Xanthophyllum ecarinatum

Scientific classification
- Kingdom: Plantae
- Clade: Tracheophytes
- Clade: Angiosperms
- Clade: Eudicots
- Clade: Rosids
- Order: Fabales
- Family: Polygalaceae
- Genus: Xanthophyllum
- Species: X. ecarinatum
- Binomial name: Xanthophyllum ecarinatum Chodat

= Xanthophyllum ecarinatum =

- Genus: Xanthophyllum
- Species: ecarinatum
- Authority: Chodat

Species of tree

Xanthophyllum ecarinatum is a tree in the family Polygalaceae.
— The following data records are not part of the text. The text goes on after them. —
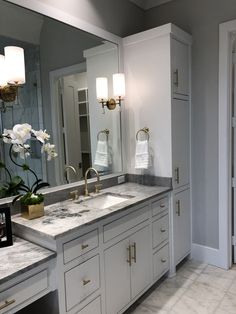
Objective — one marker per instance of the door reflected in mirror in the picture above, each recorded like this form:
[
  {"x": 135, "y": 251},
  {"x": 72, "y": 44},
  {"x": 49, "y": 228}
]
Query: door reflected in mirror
[{"x": 59, "y": 95}]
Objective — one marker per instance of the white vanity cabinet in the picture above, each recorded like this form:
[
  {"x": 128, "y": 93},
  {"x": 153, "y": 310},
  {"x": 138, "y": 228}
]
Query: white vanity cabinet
[
  {"x": 157, "y": 66},
  {"x": 127, "y": 269},
  {"x": 181, "y": 225}
]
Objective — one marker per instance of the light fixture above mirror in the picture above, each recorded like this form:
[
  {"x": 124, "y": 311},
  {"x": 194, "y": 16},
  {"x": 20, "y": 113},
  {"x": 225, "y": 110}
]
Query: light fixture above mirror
[
  {"x": 118, "y": 91},
  {"x": 12, "y": 73}
]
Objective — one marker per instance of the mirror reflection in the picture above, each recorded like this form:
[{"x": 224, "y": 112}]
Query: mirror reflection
[{"x": 59, "y": 95}]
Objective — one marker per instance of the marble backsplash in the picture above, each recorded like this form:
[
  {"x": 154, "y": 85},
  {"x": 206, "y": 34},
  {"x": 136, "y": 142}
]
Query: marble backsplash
[{"x": 61, "y": 193}]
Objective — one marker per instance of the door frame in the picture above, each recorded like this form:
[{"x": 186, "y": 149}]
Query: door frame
[
  {"x": 225, "y": 124},
  {"x": 53, "y": 77}
]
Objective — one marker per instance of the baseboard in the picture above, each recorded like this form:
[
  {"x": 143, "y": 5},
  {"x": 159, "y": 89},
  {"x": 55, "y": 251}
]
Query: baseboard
[{"x": 207, "y": 255}]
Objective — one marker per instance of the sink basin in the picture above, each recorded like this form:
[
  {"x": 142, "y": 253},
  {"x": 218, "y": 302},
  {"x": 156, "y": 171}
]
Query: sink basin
[{"x": 105, "y": 200}]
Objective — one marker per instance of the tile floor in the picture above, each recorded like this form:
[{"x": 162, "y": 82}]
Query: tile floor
[{"x": 197, "y": 288}]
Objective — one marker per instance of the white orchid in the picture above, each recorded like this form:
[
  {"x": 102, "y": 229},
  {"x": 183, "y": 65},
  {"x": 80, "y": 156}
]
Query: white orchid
[
  {"x": 50, "y": 150},
  {"x": 18, "y": 135},
  {"x": 22, "y": 150},
  {"x": 41, "y": 135}
]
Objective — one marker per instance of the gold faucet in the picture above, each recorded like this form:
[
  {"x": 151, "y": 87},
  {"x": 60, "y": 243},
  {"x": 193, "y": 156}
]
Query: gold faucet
[
  {"x": 97, "y": 186},
  {"x": 65, "y": 171}
]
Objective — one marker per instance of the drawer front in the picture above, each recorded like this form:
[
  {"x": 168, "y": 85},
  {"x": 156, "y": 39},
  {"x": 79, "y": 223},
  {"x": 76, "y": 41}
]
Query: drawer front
[
  {"x": 160, "y": 206},
  {"x": 80, "y": 246},
  {"x": 123, "y": 224},
  {"x": 81, "y": 281},
  {"x": 161, "y": 262},
  {"x": 23, "y": 291},
  {"x": 160, "y": 231},
  {"x": 92, "y": 308}
]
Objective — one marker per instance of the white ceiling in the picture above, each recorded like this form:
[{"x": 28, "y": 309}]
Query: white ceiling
[{"x": 148, "y": 4}]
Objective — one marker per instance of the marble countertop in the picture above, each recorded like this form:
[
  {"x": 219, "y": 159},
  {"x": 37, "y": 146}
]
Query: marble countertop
[
  {"x": 21, "y": 257},
  {"x": 68, "y": 216}
]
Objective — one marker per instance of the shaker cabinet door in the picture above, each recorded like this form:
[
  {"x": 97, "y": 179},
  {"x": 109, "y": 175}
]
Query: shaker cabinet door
[
  {"x": 117, "y": 277},
  {"x": 180, "y": 143},
  {"x": 182, "y": 225}
]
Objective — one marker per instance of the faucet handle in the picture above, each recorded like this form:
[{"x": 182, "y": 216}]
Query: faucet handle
[
  {"x": 74, "y": 195},
  {"x": 97, "y": 187}
]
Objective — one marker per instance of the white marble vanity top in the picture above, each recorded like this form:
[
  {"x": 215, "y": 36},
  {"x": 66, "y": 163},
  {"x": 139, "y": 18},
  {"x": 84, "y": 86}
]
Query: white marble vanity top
[
  {"x": 64, "y": 217},
  {"x": 21, "y": 257}
]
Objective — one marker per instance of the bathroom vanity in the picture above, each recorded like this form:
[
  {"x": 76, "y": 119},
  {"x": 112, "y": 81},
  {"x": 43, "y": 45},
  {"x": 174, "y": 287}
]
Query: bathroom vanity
[{"x": 107, "y": 257}]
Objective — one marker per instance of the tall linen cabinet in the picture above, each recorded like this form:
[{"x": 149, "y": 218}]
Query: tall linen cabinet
[{"x": 157, "y": 67}]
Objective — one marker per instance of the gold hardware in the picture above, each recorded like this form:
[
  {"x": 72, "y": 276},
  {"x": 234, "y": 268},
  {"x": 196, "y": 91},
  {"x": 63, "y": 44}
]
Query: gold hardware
[
  {"x": 129, "y": 255},
  {"x": 176, "y": 78},
  {"x": 85, "y": 282},
  {"x": 74, "y": 195},
  {"x": 86, "y": 192},
  {"x": 178, "y": 207},
  {"x": 84, "y": 246},
  {"x": 145, "y": 130},
  {"x": 7, "y": 303},
  {"x": 106, "y": 131},
  {"x": 135, "y": 255},
  {"x": 97, "y": 188},
  {"x": 177, "y": 175}
]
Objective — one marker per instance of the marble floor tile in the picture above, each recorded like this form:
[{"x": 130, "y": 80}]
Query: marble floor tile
[
  {"x": 196, "y": 289},
  {"x": 227, "y": 305}
]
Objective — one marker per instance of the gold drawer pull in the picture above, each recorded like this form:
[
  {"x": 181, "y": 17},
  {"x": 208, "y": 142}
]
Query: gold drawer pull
[
  {"x": 84, "y": 246},
  {"x": 129, "y": 255},
  {"x": 135, "y": 255},
  {"x": 178, "y": 207},
  {"x": 7, "y": 303},
  {"x": 85, "y": 282}
]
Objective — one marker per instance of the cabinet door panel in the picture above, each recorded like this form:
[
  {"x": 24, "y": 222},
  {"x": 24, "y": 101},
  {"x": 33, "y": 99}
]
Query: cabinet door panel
[
  {"x": 182, "y": 225},
  {"x": 180, "y": 66},
  {"x": 141, "y": 260},
  {"x": 117, "y": 277},
  {"x": 180, "y": 142}
]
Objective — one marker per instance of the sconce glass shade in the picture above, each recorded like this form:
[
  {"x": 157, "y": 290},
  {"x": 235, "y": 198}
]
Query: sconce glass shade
[
  {"x": 102, "y": 88},
  {"x": 3, "y": 81},
  {"x": 119, "y": 85},
  {"x": 15, "y": 65}
]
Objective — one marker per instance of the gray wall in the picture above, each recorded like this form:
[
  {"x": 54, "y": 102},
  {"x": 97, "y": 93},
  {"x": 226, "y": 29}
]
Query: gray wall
[
  {"x": 201, "y": 18},
  {"x": 120, "y": 17}
]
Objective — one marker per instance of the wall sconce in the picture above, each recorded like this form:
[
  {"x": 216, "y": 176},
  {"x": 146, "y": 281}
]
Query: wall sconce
[
  {"x": 118, "y": 91},
  {"x": 12, "y": 73}
]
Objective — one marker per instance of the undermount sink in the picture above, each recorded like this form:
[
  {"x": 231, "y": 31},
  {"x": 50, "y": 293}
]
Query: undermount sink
[{"x": 105, "y": 200}]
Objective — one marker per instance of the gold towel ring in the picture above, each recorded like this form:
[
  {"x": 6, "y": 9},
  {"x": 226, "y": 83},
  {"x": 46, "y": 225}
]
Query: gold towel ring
[
  {"x": 145, "y": 130},
  {"x": 106, "y": 131}
]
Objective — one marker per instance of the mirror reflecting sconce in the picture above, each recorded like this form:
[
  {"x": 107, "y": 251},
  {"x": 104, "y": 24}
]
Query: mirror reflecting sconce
[
  {"x": 118, "y": 91},
  {"x": 12, "y": 73}
]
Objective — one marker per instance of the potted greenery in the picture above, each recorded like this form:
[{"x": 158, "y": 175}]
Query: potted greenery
[{"x": 30, "y": 199}]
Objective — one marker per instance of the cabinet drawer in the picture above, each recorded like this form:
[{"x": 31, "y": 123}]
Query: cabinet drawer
[
  {"x": 81, "y": 281},
  {"x": 80, "y": 245},
  {"x": 160, "y": 205},
  {"x": 92, "y": 308},
  {"x": 23, "y": 291},
  {"x": 124, "y": 223},
  {"x": 161, "y": 262},
  {"x": 160, "y": 231}
]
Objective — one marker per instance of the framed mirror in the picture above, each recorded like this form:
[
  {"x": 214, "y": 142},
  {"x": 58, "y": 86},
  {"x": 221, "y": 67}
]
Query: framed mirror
[{"x": 61, "y": 63}]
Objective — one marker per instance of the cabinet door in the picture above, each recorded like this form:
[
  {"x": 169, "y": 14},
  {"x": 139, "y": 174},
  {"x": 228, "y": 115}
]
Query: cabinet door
[
  {"x": 180, "y": 142},
  {"x": 180, "y": 68},
  {"x": 141, "y": 261},
  {"x": 182, "y": 225},
  {"x": 117, "y": 277}
]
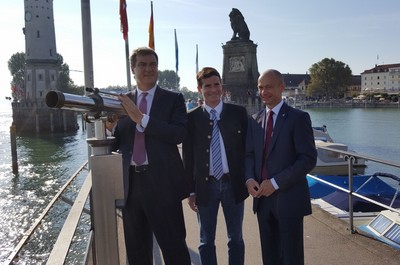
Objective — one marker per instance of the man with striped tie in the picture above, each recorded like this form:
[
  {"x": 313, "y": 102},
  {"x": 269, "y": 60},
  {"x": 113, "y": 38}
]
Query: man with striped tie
[{"x": 213, "y": 155}]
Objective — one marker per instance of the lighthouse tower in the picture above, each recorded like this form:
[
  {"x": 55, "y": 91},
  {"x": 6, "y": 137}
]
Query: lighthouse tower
[
  {"x": 41, "y": 69},
  {"x": 30, "y": 114}
]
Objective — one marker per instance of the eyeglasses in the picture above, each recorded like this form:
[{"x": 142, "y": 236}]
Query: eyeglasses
[{"x": 143, "y": 66}]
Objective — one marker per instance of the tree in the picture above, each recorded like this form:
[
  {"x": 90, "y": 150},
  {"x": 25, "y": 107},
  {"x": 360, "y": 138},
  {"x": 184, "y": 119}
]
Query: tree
[
  {"x": 167, "y": 79},
  {"x": 16, "y": 65},
  {"x": 188, "y": 94},
  {"x": 329, "y": 79}
]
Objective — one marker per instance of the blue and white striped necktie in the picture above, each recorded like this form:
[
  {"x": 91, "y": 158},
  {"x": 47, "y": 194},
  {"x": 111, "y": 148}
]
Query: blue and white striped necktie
[{"x": 216, "y": 147}]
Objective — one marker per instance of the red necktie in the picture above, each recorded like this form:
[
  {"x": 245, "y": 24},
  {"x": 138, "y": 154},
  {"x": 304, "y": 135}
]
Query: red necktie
[
  {"x": 139, "y": 150},
  {"x": 268, "y": 134}
]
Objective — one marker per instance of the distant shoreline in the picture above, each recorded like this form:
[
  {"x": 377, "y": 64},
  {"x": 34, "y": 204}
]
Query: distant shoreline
[{"x": 364, "y": 105}]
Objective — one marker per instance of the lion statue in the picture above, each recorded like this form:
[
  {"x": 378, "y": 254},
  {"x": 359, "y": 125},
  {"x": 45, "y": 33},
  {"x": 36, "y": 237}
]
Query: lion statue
[{"x": 239, "y": 26}]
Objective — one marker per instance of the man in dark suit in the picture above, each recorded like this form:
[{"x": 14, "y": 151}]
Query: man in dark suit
[
  {"x": 214, "y": 162},
  {"x": 278, "y": 158},
  {"x": 153, "y": 171}
]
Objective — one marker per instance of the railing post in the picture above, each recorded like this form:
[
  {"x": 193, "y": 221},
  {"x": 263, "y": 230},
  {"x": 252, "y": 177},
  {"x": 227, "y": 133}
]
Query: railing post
[
  {"x": 107, "y": 188},
  {"x": 350, "y": 160}
]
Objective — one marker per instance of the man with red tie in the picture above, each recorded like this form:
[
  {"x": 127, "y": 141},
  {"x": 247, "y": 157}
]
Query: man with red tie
[{"x": 280, "y": 151}]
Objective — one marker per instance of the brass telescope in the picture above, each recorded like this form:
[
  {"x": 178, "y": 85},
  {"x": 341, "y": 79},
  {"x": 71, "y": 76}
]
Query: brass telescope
[{"x": 93, "y": 104}]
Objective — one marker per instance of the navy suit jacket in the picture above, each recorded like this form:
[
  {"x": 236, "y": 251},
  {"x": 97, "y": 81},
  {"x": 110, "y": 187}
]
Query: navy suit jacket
[
  {"x": 165, "y": 130},
  {"x": 291, "y": 156},
  {"x": 196, "y": 149}
]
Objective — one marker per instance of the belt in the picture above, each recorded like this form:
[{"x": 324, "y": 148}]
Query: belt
[
  {"x": 139, "y": 169},
  {"x": 224, "y": 177}
]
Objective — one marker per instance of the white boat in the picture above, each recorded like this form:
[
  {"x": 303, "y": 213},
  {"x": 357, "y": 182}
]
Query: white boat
[
  {"x": 385, "y": 227},
  {"x": 370, "y": 217},
  {"x": 329, "y": 162}
]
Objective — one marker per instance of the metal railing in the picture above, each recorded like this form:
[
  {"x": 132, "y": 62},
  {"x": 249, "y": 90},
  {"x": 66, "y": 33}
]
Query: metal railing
[{"x": 350, "y": 157}]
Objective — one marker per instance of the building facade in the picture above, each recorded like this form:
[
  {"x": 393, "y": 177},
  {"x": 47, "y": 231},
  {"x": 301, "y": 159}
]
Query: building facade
[{"x": 381, "y": 78}]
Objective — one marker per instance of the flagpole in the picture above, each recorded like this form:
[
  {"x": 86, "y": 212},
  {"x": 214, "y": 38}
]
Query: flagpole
[
  {"x": 128, "y": 69},
  {"x": 176, "y": 60},
  {"x": 124, "y": 29},
  {"x": 197, "y": 59},
  {"x": 151, "y": 29}
]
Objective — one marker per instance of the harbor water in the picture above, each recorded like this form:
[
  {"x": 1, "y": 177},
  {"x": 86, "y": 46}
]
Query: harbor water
[{"x": 47, "y": 161}]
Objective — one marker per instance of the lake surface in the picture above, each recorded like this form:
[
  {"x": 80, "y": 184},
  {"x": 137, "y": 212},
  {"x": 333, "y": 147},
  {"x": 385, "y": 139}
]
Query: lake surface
[{"x": 47, "y": 161}]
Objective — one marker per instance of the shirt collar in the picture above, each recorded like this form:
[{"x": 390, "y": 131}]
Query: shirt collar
[{"x": 275, "y": 109}]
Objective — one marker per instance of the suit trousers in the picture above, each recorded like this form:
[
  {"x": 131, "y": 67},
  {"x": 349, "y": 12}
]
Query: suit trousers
[
  {"x": 281, "y": 238},
  {"x": 221, "y": 193},
  {"x": 147, "y": 213}
]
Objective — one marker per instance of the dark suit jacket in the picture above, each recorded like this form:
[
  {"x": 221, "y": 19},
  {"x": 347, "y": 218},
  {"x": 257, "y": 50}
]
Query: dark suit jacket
[
  {"x": 291, "y": 155},
  {"x": 196, "y": 149},
  {"x": 165, "y": 130}
]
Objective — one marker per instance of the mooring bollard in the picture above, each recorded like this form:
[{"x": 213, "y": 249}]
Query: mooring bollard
[{"x": 13, "y": 133}]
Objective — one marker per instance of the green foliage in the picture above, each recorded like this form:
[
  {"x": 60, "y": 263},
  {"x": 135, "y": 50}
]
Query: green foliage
[
  {"x": 188, "y": 94},
  {"x": 329, "y": 79},
  {"x": 16, "y": 65},
  {"x": 167, "y": 79}
]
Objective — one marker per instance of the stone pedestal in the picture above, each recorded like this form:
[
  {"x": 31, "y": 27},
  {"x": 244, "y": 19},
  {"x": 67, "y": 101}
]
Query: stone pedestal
[{"x": 240, "y": 71}]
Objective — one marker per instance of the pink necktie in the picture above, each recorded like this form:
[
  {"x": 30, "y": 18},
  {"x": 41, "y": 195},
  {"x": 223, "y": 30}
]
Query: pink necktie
[
  {"x": 139, "y": 150},
  {"x": 268, "y": 134}
]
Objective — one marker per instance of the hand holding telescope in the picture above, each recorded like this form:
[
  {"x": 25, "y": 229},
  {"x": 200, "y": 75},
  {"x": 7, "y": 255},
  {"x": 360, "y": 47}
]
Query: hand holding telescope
[{"x": 94, "y": 105}]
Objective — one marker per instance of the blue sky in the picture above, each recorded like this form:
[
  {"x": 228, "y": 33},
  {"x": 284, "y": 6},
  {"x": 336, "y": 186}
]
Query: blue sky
[{"x": 291, "y": 35}]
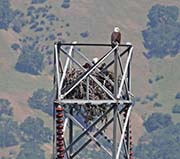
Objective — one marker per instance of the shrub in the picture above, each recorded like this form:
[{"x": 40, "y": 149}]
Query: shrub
[
  {"x": 84, "y": 34},
  {"x": 178, "y": 95},
  {"x": 15, "y": 46},
  {"x": 157, "y": 121},
  {"x": 30, "y": 61},
  {"x": 34, "y": 131},
  {"x": 156, "y": 104},
  {"x": 43, "y": 100},
  {"x": 65, "y": 5},
  {"x": 176, "y": 108}
]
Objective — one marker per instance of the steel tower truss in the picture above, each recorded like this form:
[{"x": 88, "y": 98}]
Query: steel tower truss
[{"x": 119, "y": 103}]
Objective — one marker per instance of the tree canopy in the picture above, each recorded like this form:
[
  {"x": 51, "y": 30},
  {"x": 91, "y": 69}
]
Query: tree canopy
[
  {"x": 42, "y": 99},
  {"x": 30, "y": 61}
]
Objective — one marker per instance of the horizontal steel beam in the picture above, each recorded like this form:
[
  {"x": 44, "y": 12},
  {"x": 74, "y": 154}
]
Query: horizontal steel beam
[
  {"x": 90, "y": 44},
  {"x": 96, "y": 102}
]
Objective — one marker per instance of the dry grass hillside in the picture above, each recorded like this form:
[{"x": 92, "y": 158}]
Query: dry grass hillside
[{"x": 98, "y": 17}]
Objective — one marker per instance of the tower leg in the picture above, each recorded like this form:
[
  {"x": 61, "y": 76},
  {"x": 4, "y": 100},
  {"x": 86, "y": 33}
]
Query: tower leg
[{"x": 70, "y": 132}]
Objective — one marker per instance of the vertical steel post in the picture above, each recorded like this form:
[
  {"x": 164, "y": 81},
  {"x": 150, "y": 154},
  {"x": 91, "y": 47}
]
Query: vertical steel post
[
  {"x": 70, "y": 131},
  {"x": 115, "y": 111}
]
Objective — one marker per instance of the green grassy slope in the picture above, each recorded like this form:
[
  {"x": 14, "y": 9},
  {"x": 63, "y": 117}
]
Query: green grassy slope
[{"x": 98, "y": 18}]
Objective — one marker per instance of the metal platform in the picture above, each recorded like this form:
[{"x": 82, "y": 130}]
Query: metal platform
[{"x": 118, "y": 101}]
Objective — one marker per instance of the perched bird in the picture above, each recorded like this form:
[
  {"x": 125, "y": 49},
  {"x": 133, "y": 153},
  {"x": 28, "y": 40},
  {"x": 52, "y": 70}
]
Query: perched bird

The specific epithet ecarinatum is from the Latin meaning 'not keeled', referring to the fact that the petals do not form the shape of a boat (or carina).

==Description==
Xanthophyllum ecarinatum grows up to 25 m tall with a trunk diameter of up to 16 cm. The smooth bark is pale grey or brown. The flowers are white when fresh. The edible fruits are ellipsoid, coloured orange to dark brown and measure up to 11 cm long.

==Distribution and habitat==
Xanthophyllum ecarinatum is endemic to Borneo. Its habitat is forests from sea-level to 1250 m altitude.